Ben Woo had a really nice session on it yesterday at Storage Decisions. His guidance -- and I agree with him -- is really to have it on more traditional storage, because it solves that metadata problem of that environment.
Now, to answer your original question: Is it a science project? The fact is, if you have petabytes and petabytes of information that you're trying to use on a big data environment, then it's a problem you have to deal with. So, it really isn't a science project. For the average IT organization, it probably is something of a science project, but if you're a really large-scale environment, then no, it's something you have to deal with.
Multiprotocol or unified storage systems combine file and block in a single box. Are there any shortcomings to those data storage options?
Goodwin: Yeah, I think the real use case for unified storage is when you have vendors A, B and C, and you're trying to consolidate them into a single environment to reduce the number of systems you have to manage and the number of software applications you have to manage in terms of storage applications and things like that. That's really the primary use case. However, once you do that, you've put one system really as the gate for everything else.

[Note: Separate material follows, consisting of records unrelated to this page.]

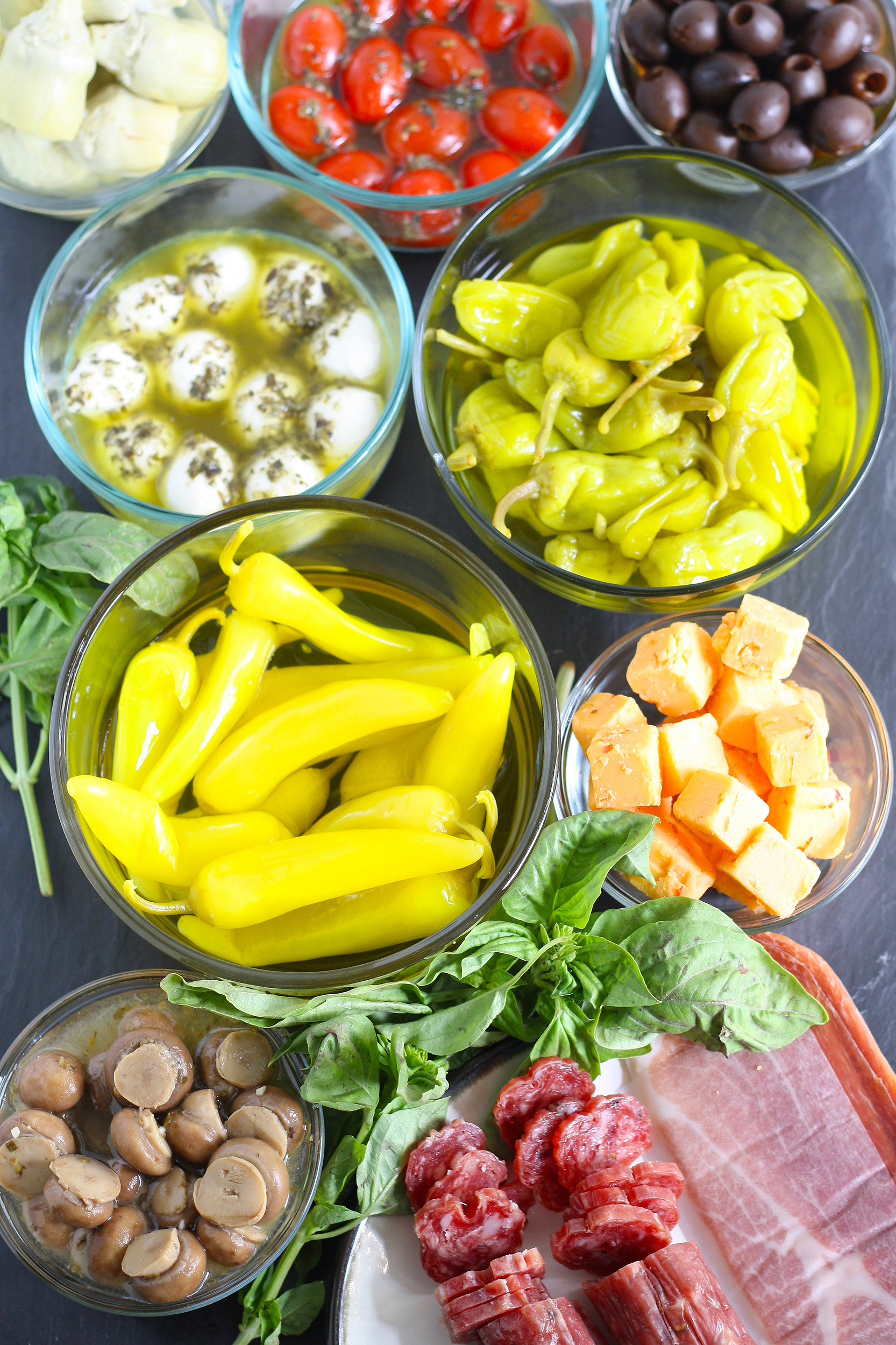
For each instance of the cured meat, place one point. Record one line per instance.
(457, 1236)
(613, 1129)
(608, 1238)
(535, 1163)
(431, 1160)
(669, 1297)
(546, 1080)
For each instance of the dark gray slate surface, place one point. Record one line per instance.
(847, 588)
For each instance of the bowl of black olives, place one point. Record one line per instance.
(801, 89)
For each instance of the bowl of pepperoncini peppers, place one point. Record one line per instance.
(328, 766)
(649, 380)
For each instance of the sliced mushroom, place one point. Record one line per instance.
(109, 1243)
(150, 1068)
(232, 1192)
(271, 1166)
(229, 1246)
(139, 1139)
(53, 1080)
(82, 1191)
(285, 1107)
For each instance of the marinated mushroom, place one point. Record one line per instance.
(150, 1068)
(53, 1080)
(139, 1139)
(82, 1191)
(109, 1243)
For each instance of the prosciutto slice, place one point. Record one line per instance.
(787, 1157)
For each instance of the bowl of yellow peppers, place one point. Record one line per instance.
(331, 762)
(649, 380)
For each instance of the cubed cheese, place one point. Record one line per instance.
(812, 817)
(765, 639)
(738, 700)
(674, 669)
(624, 768)
(687, 747)
(792, 746)
(603, 712)
(769, 870)
(720, 810)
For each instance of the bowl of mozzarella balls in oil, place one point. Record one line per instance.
(154, 1157)
(245, 341)
(801, 89)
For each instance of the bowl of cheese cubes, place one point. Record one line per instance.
(758, 748)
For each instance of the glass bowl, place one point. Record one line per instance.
(813, 176)
(419, 579)
(397, 220)
(197, 128)
(859, 747)
(735, 206)
(69, 1024)
(209, 200)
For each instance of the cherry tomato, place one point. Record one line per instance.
(310, 123)
(442, 57)
(521, 120)
(544, 55)
(494, 23)
(314, 41)
(374, 80)
(360, 168)
(427, 128)
(485, 166)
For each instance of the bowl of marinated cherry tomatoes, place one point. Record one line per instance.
(417, 112)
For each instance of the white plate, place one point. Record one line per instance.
(384, 1297)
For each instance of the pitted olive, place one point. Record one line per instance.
(271, 1166)
(166, 1266)
(171, 1200)
(150, 1070)
(285, 1107)
(195, 1130)
(229, 1246)
(53, 1080)
(30, 1139)
(82, 1191)
(140, 1142)
(109, 1242)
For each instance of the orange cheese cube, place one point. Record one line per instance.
(674, 669)
(603, 712)
(624, 768)
(792, 746)
(769, 870)
(738, 700)
(744, 767)
(812, 817)
(687, 747)
(720, 809)
(765, 639)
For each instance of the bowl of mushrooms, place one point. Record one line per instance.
(154, 1158)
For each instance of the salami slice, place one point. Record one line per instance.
(431, 1160)
(613, 1129)
(457, 1236)
(546, 1082)
(608, 1238)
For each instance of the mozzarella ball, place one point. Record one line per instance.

So, now you have a unified environment. That's a nice thing, but you now have the limitations of a single system that's controlling all of the data movement and all of the system access to the data through that one point. They're massively scalable, so you could overcome some of those issues, but we have consolidated it back into a single unit at that point.
About the expert:
Phil Goodwin is a senior manager and principal architect in Cognizant’s IT Infrastructure Services group, where he assists clients in the development of adaptive storage architectures, storage management best practices, backup and recovery, disaster recovery and data archiving.